Even his pioneering campaigns in educating people about HIV, introducing the game to other nations and building the WNBA — noble undertakings at face value — can be cynically characterized as ploys to protect Magic Johnson’s transcendent star-power and cater to new customers. Throw in errant crusades such as the dress code and his penchant for doling out fines and punishments without real hope of appeal, and a villainous portrait of Stern emerges. He was a capitalist who dedicated his energy to optimizing his product as he saw fit, often disregarding dissenting opinions and moral reservations.

Still, though a bully in many ways, calling him the evil mastermind of the NBA distorts his impact. He did not engineer Magic Johnson and Larry Bird in a lab. He did not bless MJ with an almost sociopathic competitive streak. He did not slip a young Yao Ming human growth hormone to ensure he would develop into a 7-foot-6-inch beast. And he certainly had no hand in developing this current crop of superstars — LeBron, Kevin Durant, and Chris Paul among a few — into an absurdly talented but thoroughly decent-seeming group of league ambassadors.

For all his effectiveness as a micromanager, Stern’s most important contribution to the world of sport is as an exhibitionist. By focusing on the superstar, he highlighted basketball’s function as compelling human drama — the most intimate expression of the interplay of physicality, intellect and emotion which governs all sports. Not everyone likes Stern’s NBA. But people from everywhere feel some way about its players.
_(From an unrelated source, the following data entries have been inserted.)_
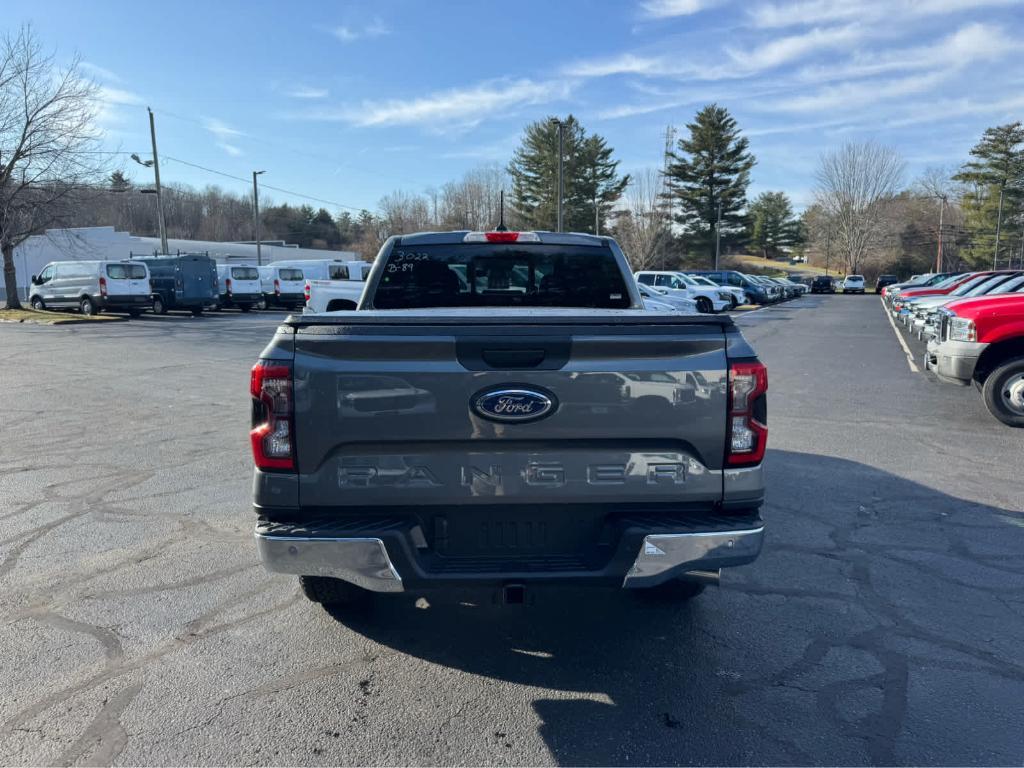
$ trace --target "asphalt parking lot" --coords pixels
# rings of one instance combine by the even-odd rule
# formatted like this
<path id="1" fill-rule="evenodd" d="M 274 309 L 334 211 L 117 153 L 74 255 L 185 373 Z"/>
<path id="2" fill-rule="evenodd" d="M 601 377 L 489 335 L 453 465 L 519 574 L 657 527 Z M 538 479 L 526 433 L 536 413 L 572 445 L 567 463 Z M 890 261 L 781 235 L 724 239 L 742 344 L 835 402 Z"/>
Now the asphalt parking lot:
<path id="1" fill-rule="evenodd" d="M 279 318 L 0 325 L 0 763 L 1024 761 L 1022 435 L 913 372 L 875 297 L 738 320 L 769 538 L 720 589 L 345 622 L 256 561 Z"/>

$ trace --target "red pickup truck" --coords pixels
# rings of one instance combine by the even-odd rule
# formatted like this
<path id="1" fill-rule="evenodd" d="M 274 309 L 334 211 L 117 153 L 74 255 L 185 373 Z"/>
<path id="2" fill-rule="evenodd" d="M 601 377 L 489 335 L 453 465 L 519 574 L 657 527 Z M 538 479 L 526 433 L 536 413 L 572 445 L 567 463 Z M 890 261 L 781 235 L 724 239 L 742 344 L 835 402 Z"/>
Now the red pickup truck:
<path id="1" fill-rule="evenodd" d="M 974 382 L 989 412 L 1024 427 L 1024 296 L 961 299 L 941 310 L 925 363 L 943 381 Z"/>

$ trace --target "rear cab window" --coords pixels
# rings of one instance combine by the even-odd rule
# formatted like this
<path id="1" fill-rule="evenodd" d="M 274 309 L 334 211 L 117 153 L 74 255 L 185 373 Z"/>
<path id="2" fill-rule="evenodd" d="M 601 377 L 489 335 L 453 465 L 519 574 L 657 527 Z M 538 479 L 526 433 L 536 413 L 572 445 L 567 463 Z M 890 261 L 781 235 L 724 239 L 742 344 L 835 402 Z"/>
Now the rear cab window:
<path id="1" fill-rule="evenodd" d="M 278 276 L 282 280 L 301 280 L 302 270 L 301 269 L 280 269 L 277 272 Z"/>
<path id="2" fill-rule="evenodd" d="M 260 273 L 256 267 L 232 267 L 232 280 L 259 280 Z"/>
<path id="3" fill-rule="evenodd" d="M 607 247 L 452 243 L 396 245 L 373 306 L 628 309 L 631 299 Z"/>

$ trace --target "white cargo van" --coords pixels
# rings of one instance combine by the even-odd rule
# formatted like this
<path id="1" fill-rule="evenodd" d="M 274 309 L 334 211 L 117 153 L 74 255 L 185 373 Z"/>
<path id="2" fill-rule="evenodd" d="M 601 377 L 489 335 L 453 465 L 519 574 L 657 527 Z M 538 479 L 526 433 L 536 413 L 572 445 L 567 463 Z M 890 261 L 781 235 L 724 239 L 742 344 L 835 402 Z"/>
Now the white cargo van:
<path id="1" fill-rule="evenodd" d="M 83 315 L 103 310 L 137 317 L 153 304 L 149 268 L 139 261 L 51 261 L 32 275 L 33 309 L 77 307 Z"/>
<path id="2" fill-rule="evenodd" d="M 260 267 L 260 290 L 267 307 L 298 309 L 306 303 L 306 276 L 298 267 Z"/>
<path id="3" fill-rule="evenodd" d="M 370 271 L 365 261 L 340 259 L 295 259 L 275 261 L 270 266 L 301 269 L 306 280 L 365 280 Z"/>
<path id="4" fill-rule="evenodd" d="M 238 307 L 248 312 L 263 301 L 260 271 L 252 264 L 218 264 L 217 284 L 220 307 Z"/>

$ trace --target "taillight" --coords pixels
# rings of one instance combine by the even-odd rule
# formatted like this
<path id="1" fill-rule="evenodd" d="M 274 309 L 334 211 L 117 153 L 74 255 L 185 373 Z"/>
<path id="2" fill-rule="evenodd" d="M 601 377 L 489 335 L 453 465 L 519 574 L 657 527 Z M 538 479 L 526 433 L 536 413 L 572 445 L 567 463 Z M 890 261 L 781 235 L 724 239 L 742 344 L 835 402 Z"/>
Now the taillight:
<path id="1" fill-rule="evenodd" d="M 224 290 L 227 291 L 228 293 L 231 293 L 231 278 L 230 277 L 225 277 L 224 278 Z"/>
<path id="2" fill-rule="evenodd" d="M 536 232 L 467 232 L 464 243 L 539 243 Z"/>
<path id="3" fill-rule="evenodd" d="M 278 296 L 281 295 L 281 281 L 280 280 L 277 280 L 277 279 L 274 280 L 274 293 L 276 293 Z"/>
<path id="4" fill-rule="evenodd" d="M 725 462 L 760 464 L 768 444 L 768 369 L 761 363 L 729 366 L 729 418 Z"/>
<path id="5" fill-rule="evenodd" d="M 309 283 L 306 283 L 306 303 L 309 304 Z"/>
<path id="6" fill-rule="evenodd" d="M 295 469 L 292 369 L 270 360 L 252 367 L 252 457 L 259 469 Z"/>
<path id="7" fill-rule="evenodd" d="M 107 295 L 107 278 L 101 277 L 100 278 L 100 296 L 106 296 L 106 295 Z"/>

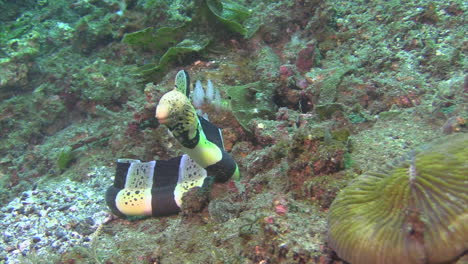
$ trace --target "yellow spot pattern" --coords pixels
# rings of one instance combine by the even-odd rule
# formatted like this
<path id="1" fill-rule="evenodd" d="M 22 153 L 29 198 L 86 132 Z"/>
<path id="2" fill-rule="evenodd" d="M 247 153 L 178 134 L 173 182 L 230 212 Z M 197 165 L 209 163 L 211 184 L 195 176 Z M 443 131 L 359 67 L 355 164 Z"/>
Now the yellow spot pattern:
<path id="1" fill-rule="evenodd" d="M 133 162 L 128 168 L 124 189 L 115 198 L 117 209 L 125 215 L 151 215 L 151 187 L 156 161 Z"/>
<path id="2" fill-rule="evenodd" d="M 125 215 L 151 215 L 151 189 L 123 189 L 115 198 L 117 209 Z"/>
<path id="3" fill-rule="evenodd" d="M 198 130 L 198 117 L 189 99 L 185 94 L 172 90 L 166 93 L 159 101 L 158 109 L 166 109 L 167 119 L 165 125 L 172 128 L 175 137 L 179 137 L 184 132 L 188 132 L 188 138 L 192 139 Z"/>

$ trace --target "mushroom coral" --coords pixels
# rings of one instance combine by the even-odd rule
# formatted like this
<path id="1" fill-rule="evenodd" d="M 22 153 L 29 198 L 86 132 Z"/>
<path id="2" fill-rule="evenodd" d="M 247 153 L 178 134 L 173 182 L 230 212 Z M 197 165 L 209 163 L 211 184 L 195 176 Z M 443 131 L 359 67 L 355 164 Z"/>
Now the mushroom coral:
<path id="1" fill-rule="evenodd" d="M 468 136 L 412 153 L 344 188 L 329 245 L 351 263 L 447 263 L 468 249 Z"/>

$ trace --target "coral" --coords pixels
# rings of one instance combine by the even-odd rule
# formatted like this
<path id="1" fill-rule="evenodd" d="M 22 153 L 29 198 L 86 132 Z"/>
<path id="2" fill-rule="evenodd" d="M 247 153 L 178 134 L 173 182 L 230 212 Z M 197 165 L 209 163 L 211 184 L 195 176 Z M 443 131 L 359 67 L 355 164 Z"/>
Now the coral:
<path id="1" fill-rule="evenodd" d="M 315 112 L 317 113 L 320 120 L 330 119 L 336 113 L 341 113 L 343 111 L 344 111 L 344 106 L 339 103 L 321 104 L 315 108 Z"/>
<path id="2" fill-rule="evenodd" d="M 40 33 L 31 30 L 21 38 L 8 40 L 6 44 L 6 53 L 15 60 L 31 60 L 39 55 Z"/>
<path id="3" fill-rule="evenodd" d="M 112 41 L 112 29 L 111 15 L 101 20 L 85 16 L 76 25 L 72 45 L 76 51 L 88 55 Z"/>
<path id="4" fill-rule="evenodd" d="M 205 102 L 205 90 L 201 84 L 201 81 L 198 80 L 195 83 L 195 88 L 193 89 L 192 103 L 196 108 L 200 108 Z"/>
<path id="5" fill-rule="evenodd" d="M 0 1 L 2 9 L 0 10 L 0 21 L 14 20 L 21 13 L 31 8 L 30 1 Z"/>
<path id="6" fill-rule="evenodd" d="M 468 243 L 467 156 L 459 134 L 358 177 L 330 207 L 330 246 L 351 263 L 456 259 Z"/>
<path id="7" fill-rule="evenodd" d="M 218 223 L 224 223 L 229 219 L 239 217 L 240 210 L 239 204 L 222 199 L 212 200 L 208 205 L 210 217 Z"/>
<path id="8" fill-rule="evenodd" d="M 207 104 L 205 108 L 208 108 L 208 105 L 211 105 L 216 111 L 221 110 L 221 106 L 223 105 L 221 94 L 218 89 L 214 88 L 211 80 L 208 80 L 207 82 L 206 91 L 203 89 L 201 82 L 199 80 L 196 81 L 192 94 L 192 103 L 197 109 L 200 109 L 204 104 Z"/>
<path id="9" fill-rule="evenodd" d="M 257 51 L 254 61 L 255 74 L 258 75 L 260 80 L 275 82 L 280 74 L 287 75 L 288 69 L 281 68 L 280 57 L 268 46 Z"/>

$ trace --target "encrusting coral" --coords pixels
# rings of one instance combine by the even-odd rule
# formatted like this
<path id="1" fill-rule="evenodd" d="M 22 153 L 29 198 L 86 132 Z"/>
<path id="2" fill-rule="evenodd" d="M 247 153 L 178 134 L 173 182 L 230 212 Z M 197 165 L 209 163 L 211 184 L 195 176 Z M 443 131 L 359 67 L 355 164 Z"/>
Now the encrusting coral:
<path id="1" fill-rule="evenodd" d="M 468 249 L 468 135 L 357 178 L 336 197 L 329 243 L 351 263 L 447 263 Z"/>

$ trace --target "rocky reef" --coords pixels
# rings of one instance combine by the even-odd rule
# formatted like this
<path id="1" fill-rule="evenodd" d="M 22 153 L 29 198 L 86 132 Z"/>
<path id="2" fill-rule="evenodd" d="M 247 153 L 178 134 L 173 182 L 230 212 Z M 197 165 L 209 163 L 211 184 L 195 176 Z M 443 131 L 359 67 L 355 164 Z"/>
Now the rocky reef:
<path id="1" fill-rule="evenodd" d="M 370 172 L 434 140 L 465 144 L 456 139 L 468 132 L 464 1 L 0 4 L 0 263 L 377 263 L 377 247 L 393 246 L 379 244 L 391 205 L 444 211 L 444 221 L 392 211 L 413 224 L 415 251 L 427 247 L 417 261 L 467 261 L 466 242 L 430 239 L 459 221 L 446 199 L 419 207 L 402 190 L 401 204 L 340 209 L 352 206 L 343 197 L 354 184 L 407 182 L 413 167 L 428 177 L 421 190 L 444 186 L 430 173 L 454 161 L 424 151 L 391 167 L 400 170 Z M 187 192 L 177 215 L 116 218 L 104 196 L 117 159 L 183 154 L 155 118 L 181 69 L 219 91 L 199 110 L 222 128 L 242 177 Z M 466 200 L 461 177 L 454 201 Z M 362 246 L 355 259 L 360 237 L 339 234 L 358 228 L 341 225 L 356 212 L 371 214 L 367 236 L 382 229 L 376 250 Z"/>

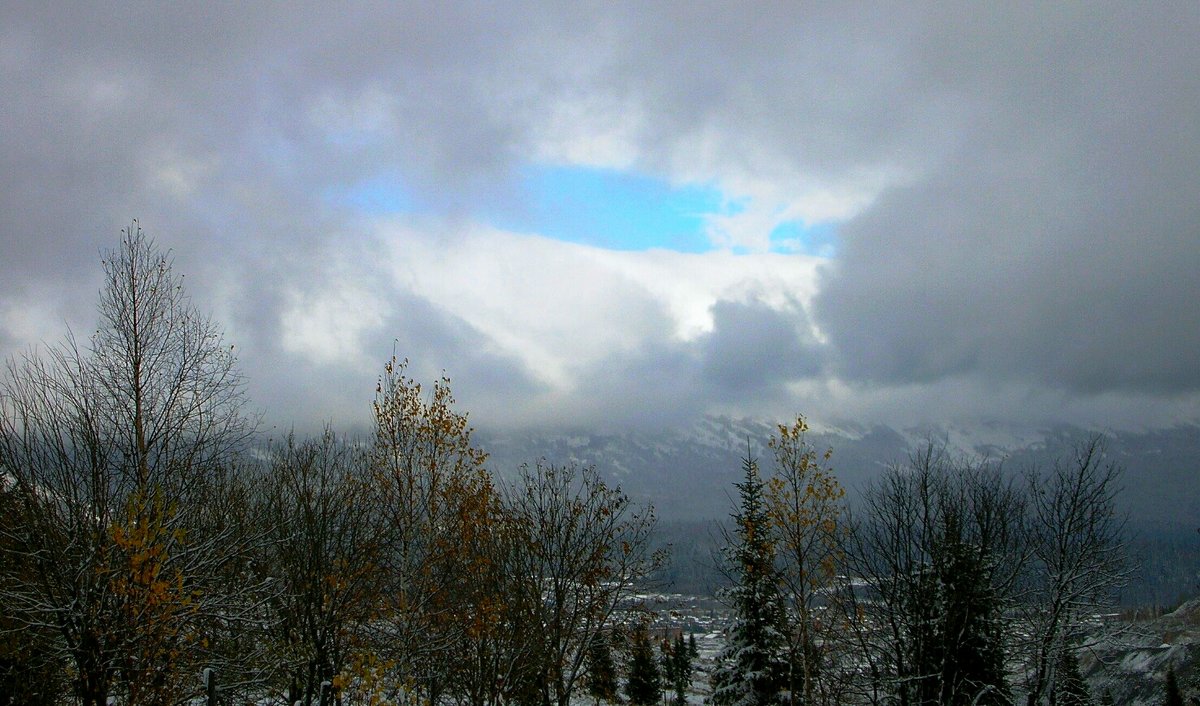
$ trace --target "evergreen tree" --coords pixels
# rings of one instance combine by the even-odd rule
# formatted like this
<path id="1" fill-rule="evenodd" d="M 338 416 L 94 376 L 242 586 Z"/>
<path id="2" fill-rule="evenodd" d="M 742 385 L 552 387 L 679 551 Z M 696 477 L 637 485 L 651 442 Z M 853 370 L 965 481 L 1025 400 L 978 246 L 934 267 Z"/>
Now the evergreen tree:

Whether you cherished the beautiful aspects of Stern’s tenure, detested its grotesque elements or struggled to reconcile the conflict between the two, the little commissioner’s league remains worth thinking and talking about for anyone remotely interested in sports. Under Stern’s watch, basketball stars became both larger than life and familiar — people to revere, emulate, revile or simply discuss. His league showcased sport not only as a mode of entertainment or recreational activity, but as a pathway to a form of immortality any of us could theoretically reach.

Love it or loathe it, you have to respect the NBA’s importance.